季彥清對上男人的視線,唇畔勾起一抹諷刺,“不過……馬爾代夫的確是一個好地方,陸少還挺有情趣。”

陸靳白只淡淡瞥了她一眼,“我來這邊,是有事要辦。”

有事要辦?

所以必須捎帶上恒甜?

多麽一個冠冕堂皇的借口……

季彥清冷笑,隨即下了逐客令,“陸先生,你要是沒事的話,就請離開。我要休息了。”

“正好我也有些累了。”陸靳白長臂一攬,將她拉進懷裏,眼神灼熱。

季彥清瞪大雙眼,反應過來道:“陸靳白你想幹什麽?!”

男人卻不以為意,眸中帶著一絲戲謔,唇角微勾,“當然是和陸太太共度良宵。”

季彥清皺了皺眉,怒瞪了他一眼,“我才不是!”

她和他不過是協議婚姻,所以自然沒有把陸太太的身份當真。

“陸先生難道忘記了嗎?我們不過是協議婚姻,一年後,我們沒有任何關系!”

“協議婚姻?”

陸靳白臉色瞬間冰冷,語氣帶著濃濃的譏諷,“季彥清,你倒是挺有自知之明。可你也別忘了,現在還是在協議期間,所以我想要做什麽,你自然是要按照協議上配合。”

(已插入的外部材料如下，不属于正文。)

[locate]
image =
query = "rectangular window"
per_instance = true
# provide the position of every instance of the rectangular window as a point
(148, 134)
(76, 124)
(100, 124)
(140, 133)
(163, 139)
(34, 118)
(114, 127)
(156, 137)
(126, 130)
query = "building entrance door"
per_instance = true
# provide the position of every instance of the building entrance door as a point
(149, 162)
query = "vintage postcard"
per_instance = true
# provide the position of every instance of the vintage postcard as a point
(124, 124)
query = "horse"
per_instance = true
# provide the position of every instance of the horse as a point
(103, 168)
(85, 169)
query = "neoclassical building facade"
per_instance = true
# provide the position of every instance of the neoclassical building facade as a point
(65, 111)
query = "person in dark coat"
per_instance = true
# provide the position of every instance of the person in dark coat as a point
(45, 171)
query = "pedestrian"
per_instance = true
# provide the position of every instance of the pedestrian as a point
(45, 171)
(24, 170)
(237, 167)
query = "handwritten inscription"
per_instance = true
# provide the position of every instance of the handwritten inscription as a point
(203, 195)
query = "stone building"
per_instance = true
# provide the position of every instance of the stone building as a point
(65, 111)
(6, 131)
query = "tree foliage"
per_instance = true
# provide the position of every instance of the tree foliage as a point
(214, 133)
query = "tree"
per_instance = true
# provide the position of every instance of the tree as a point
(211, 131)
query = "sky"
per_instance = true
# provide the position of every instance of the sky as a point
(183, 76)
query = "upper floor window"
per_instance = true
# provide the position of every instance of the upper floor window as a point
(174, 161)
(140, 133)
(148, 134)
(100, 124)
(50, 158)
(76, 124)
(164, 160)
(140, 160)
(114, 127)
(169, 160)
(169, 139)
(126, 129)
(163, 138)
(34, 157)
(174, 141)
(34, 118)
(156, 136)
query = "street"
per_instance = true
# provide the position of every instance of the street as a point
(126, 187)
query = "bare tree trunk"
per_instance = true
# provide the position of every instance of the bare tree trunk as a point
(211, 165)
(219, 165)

他的語氣輕飄飄的,但在季彥清聽來卻無比羞辱,她貝齒一咬,怒斥道:“的確沒錯,可我現在不想陪你玩,你若是那麽想要,不如去找恒甜!”

“若我說,非你不可呢?”

陸靳白沒有再給季彥清說話的機會,他低下頭,薄唇準確無誤的覆蓋住她的唇瓣。

“唔……”

突如其來的吻,讓季彥清有些猝不及防,她掙紮著想要推開他,然而卻被男人堅實的臂膀死死禁錮住。

若是換做原來,她可能不會反抗,但一想起剛才他和恒甜濃情蜜意的樣子,季彥清的心裏突生一股厭惡。

她一口用力的咬在男人的唇上,一股鹹澀的腥甜湧入了唇齒間,陸靳白隨即松開了她。

季彥清面帶怒氣,“我不是你呼之即來揮之即去的女人,請你馬上離開!”

幾秒鐘的對視——

陸靳白漆黑眼瞳緊盯著眼前的女人,想要從她眼中看出其他東西,卻發現除了冷漠便沒有其他表情。

不知何時,季彥清看他的眼神已經變了。

……不再是三年前的愛慕。

他沈默許久,張了張嘴,最終什麽也沒有說就轉身離開。

季彥清看著男人矜貴非凡的身影,臉上的神情晦暗不明,她沒有什麽直觀的感受,只覺得左心房那顆跳動的心臟隱隱泛疼。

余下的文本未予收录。